GE, Clean Line join forces for America’s largest clean energy project
Clean Line Energy Partners and General Electric (GE) have announced a collaboration in the development of the nation’s largest clean energy infrastructure project, a massive 720-mile electric transmission line that will deliver wind energy from the Oklahoma Panhandle to homes in Arkansas, Tennessee, and other states in the Southeast.
The Plains and Eastern Clean Line will be the first overhead high voltage direct current (HVDC) project in the U.S. in more than 20 years. GE will be the exclusive provider of the HVDC converter stations, the company’s first HVDC project since acquiring Alstom in 2015. The converters will be located in Pope County, Arkansas, as well as Texas County, Oklahoma and Shelby County, Tennessee.

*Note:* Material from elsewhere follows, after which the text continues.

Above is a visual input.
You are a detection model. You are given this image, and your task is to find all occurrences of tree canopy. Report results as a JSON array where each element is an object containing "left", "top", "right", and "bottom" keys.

“We are pleased to partner with Clean Line Energy on this transformational clean energy project,” said Russell Stokes, president and CEO of GE Energy Connections. “Our exclusive agreement to provide HVDC technology for the Plains & Eastern Clean Line Project will pave the way for substantial growth in the U.S. renewable energy industry.”
Michael Skelly, president of Clean Line Energy, praised GE’s experience handling large-scale infrastructure projects in the U.S. and across the world.
“This project will benefit from the experience and leadership that GE brings to bear in modernizing the U.S. electric grid,” he said. “They have been at the forefront of many of our nation’s largest infrastructure projects and will ensure that leading technology will be used to provide affordable, clean energy to the Mid-South and Southeast.”
The Plains and Eastern Clean Line was approved by federal regulators in March after sitting in limbo for five years after being rejected by the Arkansas Public Service Commission in 2011, allowing it to move forward under the federal Energy Policy Act of 2005.
The project is billed as the largest wind energy transmission project in the country. It promises to deliver 4,000 megawatts of wind power generated by turbines in Oklahoma to a terminal in Memphis.
Critics of the line say that the project will erode property values along the line’s route and will have negative environmental impacts. The entire Arkansas congressional delegation in Washington has spoken out against the project, while a lawsuit by landowner groups is pending in federal court in Jonesboro.